If liberal Peter Beinart has his way - and if some hints from Obama himself prove to pan out - it may very well be that we will see Obama abandon his long-held belief in race based affirmative action and substitute instead a "class based" model:
If liberal Peter Beinart has his way - and if some hints from Obama himself prove to pan out - it may very well be that we will see Obama abandon his long-held belief in race based affirmative action and substitute instead a "class based" model:
Obama can't make race go away by ignoring it, especially because the GOP and the media won't. He needs to acknowledge their fears and do something dramatic to assuage them. Paradoxically, his best shot at deracializing the campaign is to explicitly make race an issue.
He can do that with a high-profile speech -- and maybe a TV ad -- calling for the replacement of race-based preferences with class-based ones. That would confront head-on white fears that an Obama administration would favor minorities at whites' expense. It would be a sharper, more dramatic, way of making the point that Obama has made ever since he took the national stage (but which some whites still refuse to believe): that he represents not racial division but national unity.
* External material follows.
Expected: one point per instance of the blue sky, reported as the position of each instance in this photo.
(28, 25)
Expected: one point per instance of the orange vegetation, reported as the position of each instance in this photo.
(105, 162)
Funny way for Obama to respresent "national unity" when he pulls the race card out at the drop of a hat to tar his opponents with charges of bigotry. But no matter. Ed Lasky points out the reasons for this strategy:
He is weak among seniors-so he proposes seniors stop paying income taxes. He is weak among whites partly because they view him as an African-American who will support race-based affirmative action. Solution: a major policy shift to support class-based (not raced-base) affirmative action.
This would , of course, be a complete reversal from the cause he has supported his entire professional life. But once he is past November, such a campaign reversal will go into the dustbin of history.
Beinart is wrong-race is not the only card John McCain has and it is far from the only, let alone the major, reason Americans do not support Barack Obama. He is merely buying into the race-based canard Obama's campaign is promoting.
Indeed he is. Beinart dismisses the thought that people don't trust Obama for a wide variety of reasons - not the least of which is his lack of experience, his pandering for votes, and a mushy headed view of our enemies.
In Beinart's world, those questions don't matter because people who don't want to vote for Obama are, at heart, racists. Any other consideration is just an excuse.
Great way to win friends and influence people, Peter.